Shiny New Text-Processing Instructions in SSE 4.2

SSE 4.2 includes text processing instructions. In the words of Ars Technica:

Intel has added a number of new instructions to Nehalem and it has sped up others. The 4.2 version of Intel's SSE vector extensions takes the x86 ISA back to the future just a bit by adding new string manipulation instructions. I say "back to the future" because ISA-level support for string processing is a hallmark of CISC architectures that was actively deprecated in the post-RISC years; typically, when a writer wants to give an example of crufty old corners of the x86 ISA that have caused pain for chip architects, string manipulation instructions are what he or she reaches for. But the new SSE 4.2 string instructions are aimed at accelerating XML processing, which makes them Web-friendly and therefore modern (i.e., not crufty).

I chuckled a bit when I read this. I’m not very purist when it comes to hardware. If these instructions will make my parsers faster, then they sound great to me!

The four new instructions are:

pcmpestri: packed compare of explicit length strings, returning index
pcmpestrm: packed compare of explicit length strings, returning mask
pcmpistri: packed compare of implicit length strings, returning index
pcmpistrm: packed compare of implicit length strings, returning mask

The variants are as follows:

implicit length strings are NULL-terminated, explicit strings have an explicit length (ie. the whole input register).
they can return an index into the source string (if you were searching for something) or a mask (if you wanted to test each character of the input

Both let you scan a 128-bit SSE register (treating it as either 16 8-bit characters or 8 16-bit characters) and perform all kinds of searches/comparisons. The instructions are configurable; you supply a control word that specifies all of the different variations of the instructions. For example, are the input values signed or unsigned, are we comparing against ranges or specific values, etc.

The reciprocal throughput of these instructions is high (2 cycles) but the latency is annoyingly slow (9 cycles). This means that you have to wait nine cycles after issuing the instruction before you can use the result. It’s hard to think of too many useful things you can execute in parallel while you’re waiting for that answer. As a side note, these figures come from Intel’s IntelÂ® 64 and IA-32 Architectures Optimization Reference Manual, which says that the latency number is a worst case estimate:

Actual performance of these instructions by the out-of-order core execution unit can range from somewhat faster to significantly faster than the latency data shown in these tables.

I’m not enough of a hardware geek to know what to actually expect.

Still, that’s nine cycles to wait before getting a lot of really useful information. In addition to returning the index or mask, the instructions set several of the flags in useful ways.

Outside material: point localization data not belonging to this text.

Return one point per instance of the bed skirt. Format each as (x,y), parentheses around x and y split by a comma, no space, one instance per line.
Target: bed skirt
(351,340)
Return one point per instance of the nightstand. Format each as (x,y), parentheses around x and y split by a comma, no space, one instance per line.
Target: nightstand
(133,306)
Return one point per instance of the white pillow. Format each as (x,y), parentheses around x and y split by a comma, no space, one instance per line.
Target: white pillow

So what processors have SSE 4.2? Or in other words, how long will my impatient self have to wait to try them out? Apparently SSE 4.2 is available on Penryn, which is the second-gen Core 2, which debuted in 2007/2008. It uses a “45 nm process”, which I’m sure means something to hardware geeks but not to me. All I know is that it’s not the Core 2 that’s inside the MacBook Pro sitting on my lap. And of course SSE 4.2 is in the new Nehalem.